Several factors combined to sap dollar support. A narrowing of interest-rate differentials between the United States and other major economies has been central, as markets increasingly price Federal Reserve easing in 2026 while central banks elsewhere are more likely to hold rates steady or even tighten. Political uncertainty has also weighed on the dollar’s safe-haven appeal. Market participants cite erratic U.S. trade policy and concerns about the independence of the Federal Reserve as contributors to reduced demand for dollar assets. Investors are also watching a Fed succession process that could become a market focal point when a replacement for Chair Jerome Powell is expected to be announced later in January.

Speculative positioning amplified the move. Non-commercial traders held roughly $7.9 billion in net dollar short positions by late 2025, a swing that left the market vulnerable to momentum-driven selling. Morningstar data through September 2025 show the dollar’s depreciation was pronounced against several currencies: about 13.5% versus the euro, 13.9% versus the Swiss franc, 6.4% versus the yen and 5.6% versus a basket of major emerging-market currencies. Those shifts have implications for portfolio construction and cross-border valuations.

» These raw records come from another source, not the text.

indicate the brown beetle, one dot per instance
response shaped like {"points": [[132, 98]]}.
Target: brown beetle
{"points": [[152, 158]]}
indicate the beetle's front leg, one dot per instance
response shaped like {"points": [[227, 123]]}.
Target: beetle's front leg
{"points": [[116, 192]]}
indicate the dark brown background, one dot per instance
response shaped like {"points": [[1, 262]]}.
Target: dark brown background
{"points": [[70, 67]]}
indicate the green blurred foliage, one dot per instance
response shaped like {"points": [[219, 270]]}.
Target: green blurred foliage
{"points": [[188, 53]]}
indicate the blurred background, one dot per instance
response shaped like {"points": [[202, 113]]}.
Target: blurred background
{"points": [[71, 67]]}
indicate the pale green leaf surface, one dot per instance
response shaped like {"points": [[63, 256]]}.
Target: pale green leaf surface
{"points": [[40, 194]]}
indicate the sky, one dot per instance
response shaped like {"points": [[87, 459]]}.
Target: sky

Anthony Doyle, chief investment strategist at Pinnacle Investment Management, said the global economy enters 2026 with "reasonable momentum" and that the probability of recession remains low. He added that, outside the United States, "the central bank rate cut impulse is fading," a dynamic that reduces one-way market moves and increases the importance of selection across regions, factors and asset classes.

For investors, a softer dollar reshapes incentives. U.S.-based investors see non-U.S. equities and fixed income become relatively more attractive once currency effects are accounted for, while multinationals face improved overseas revenue translation but also potential shifts in imported inflation. For emerging markets, a weaker dollar can ease external financing pressures, but the response will depend on local fundamentals and central-bank responses.

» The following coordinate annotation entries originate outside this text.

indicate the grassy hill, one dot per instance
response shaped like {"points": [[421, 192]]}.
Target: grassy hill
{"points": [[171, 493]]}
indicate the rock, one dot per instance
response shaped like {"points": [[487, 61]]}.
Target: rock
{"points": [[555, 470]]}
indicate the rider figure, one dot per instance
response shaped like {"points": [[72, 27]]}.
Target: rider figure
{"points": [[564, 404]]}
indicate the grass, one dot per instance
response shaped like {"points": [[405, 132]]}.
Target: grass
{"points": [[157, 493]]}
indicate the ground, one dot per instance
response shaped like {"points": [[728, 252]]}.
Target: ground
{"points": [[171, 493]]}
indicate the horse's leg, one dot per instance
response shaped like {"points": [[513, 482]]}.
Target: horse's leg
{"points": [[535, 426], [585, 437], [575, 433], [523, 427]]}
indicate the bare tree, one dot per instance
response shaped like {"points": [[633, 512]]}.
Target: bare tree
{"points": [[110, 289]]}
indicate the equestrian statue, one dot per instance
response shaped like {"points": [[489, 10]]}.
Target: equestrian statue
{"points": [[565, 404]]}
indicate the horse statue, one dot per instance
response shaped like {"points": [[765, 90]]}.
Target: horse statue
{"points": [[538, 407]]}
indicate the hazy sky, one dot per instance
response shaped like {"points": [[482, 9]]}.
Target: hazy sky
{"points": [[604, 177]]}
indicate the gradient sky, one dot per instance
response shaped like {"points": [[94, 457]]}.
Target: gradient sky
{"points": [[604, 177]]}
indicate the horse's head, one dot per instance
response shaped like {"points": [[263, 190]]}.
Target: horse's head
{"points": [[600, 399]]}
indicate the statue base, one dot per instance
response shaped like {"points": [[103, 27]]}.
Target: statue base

Near-term market direction will hinge on key economic releases and policy signals. Traders are focused on U.S. payrolls and jobless claims early this month as tests of labour-market resilience that could alter Fed rate expectations. Central bank decisions outside the U.S. and the Fed succession announcement will also be closely watched and could introduce renewed volatility. While exact figures vary by measure, the consensus is clear: 2025 delivered one of the largest annual dollar declines in recent years, and the currency’s trajectory in 2026 will be determined by incoming data, policy moves and evolving market positioning.